I always connect an alligator clip to pin 1 of the first preamp tube and the other end to the chassis, with the amp disconnected from the wall, the turn the amp on and leave it like that for a few minutes. Don't know if it is the best way, but I'm still alive :S
That is fine if you know that the first preamp tube has a plate connected to pin 1. That would not work for say a Vox with a EF86
I do know, but thank you for protecting my fingers from getting burn!
If your amp has a standby switch, leave it in "play" position when you turn the amp off. If the amp is fully warmed, enough to play through, it will self-discharge when you turn it off.
And as Ronnie Reagan said, "Trust, but verify." Check from ground to the + side of the filter caps with your meter. You will usually see a 10-15 volt residual charge on the caps. This is harmless; it's the chemistry in the electrolytics. You can discharge it with a jumper wire if you want or just ignore it.

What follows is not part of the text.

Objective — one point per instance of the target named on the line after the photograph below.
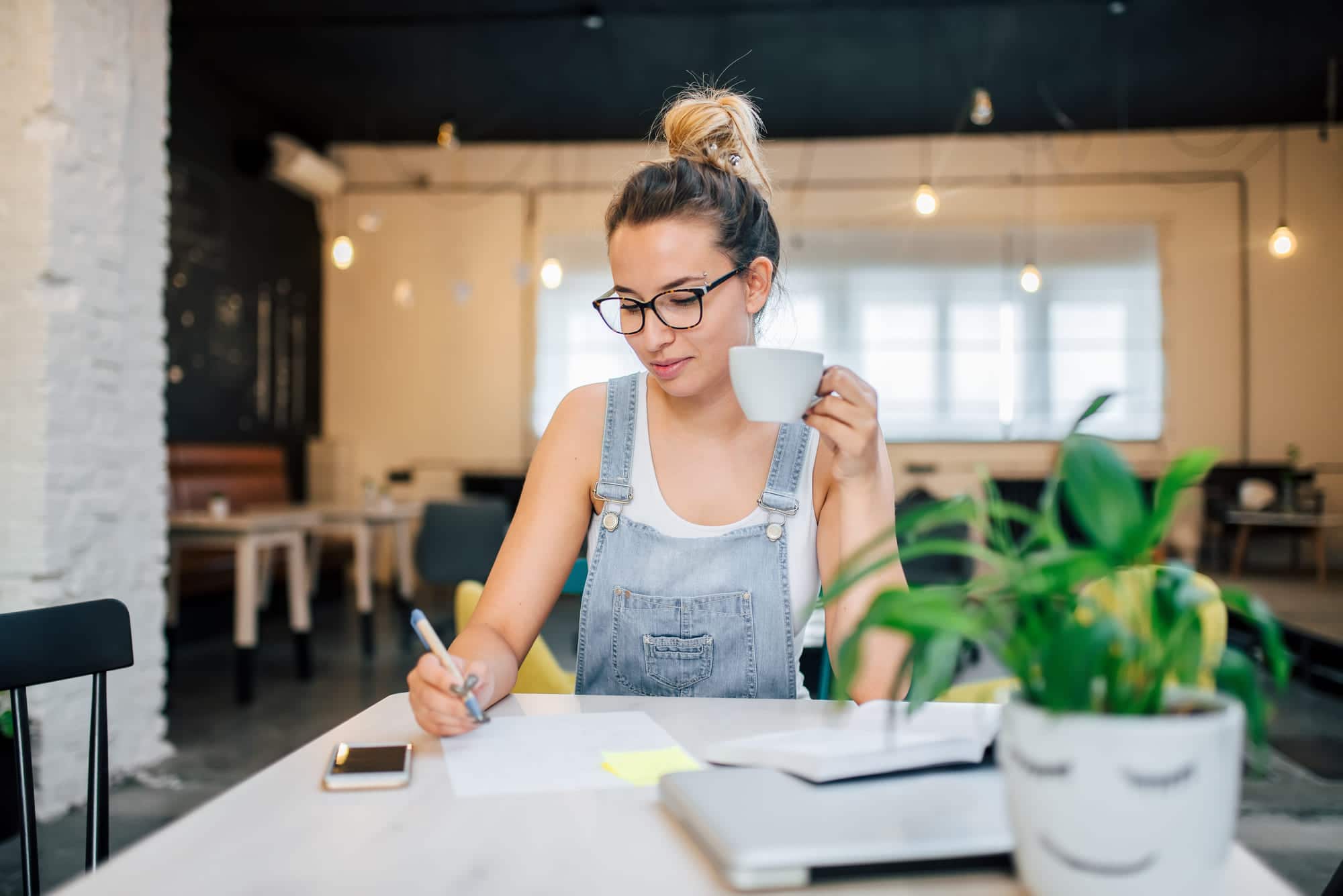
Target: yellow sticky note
(644, 768)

What about solid state amps. I have a Vox Pathfinder. Thanks
Solid state amps generally discharge themselves pretty well. Generally.
Always just take a meter and check. Just check and discharge as needed.
A light bulb with clip leads attached, like the one you clip in place of a fuse for testing also works well.
I use the method advocated by Doug Hoffman; with amp on and strumming guitar, pull the plug while continuing to strum. You can actually hear the volume die as the caps drain and it gives you a pretty good idea how strong your caps are once you get the hang off it.
With weak caps the sound goes almost instantly, while strong caps give you noise for a while.
I always check with a meter the first time I do this with a amp.
I find this the quickest and easiest method for draining the caps on an assembled amp.
There's no difference between pulling the plug and turning the amp off. Strumming the guitar is also not a necessary part of the process. The amp will discharge in 30 seconds or less either way.
Of course, you should unplug it before you take it apart.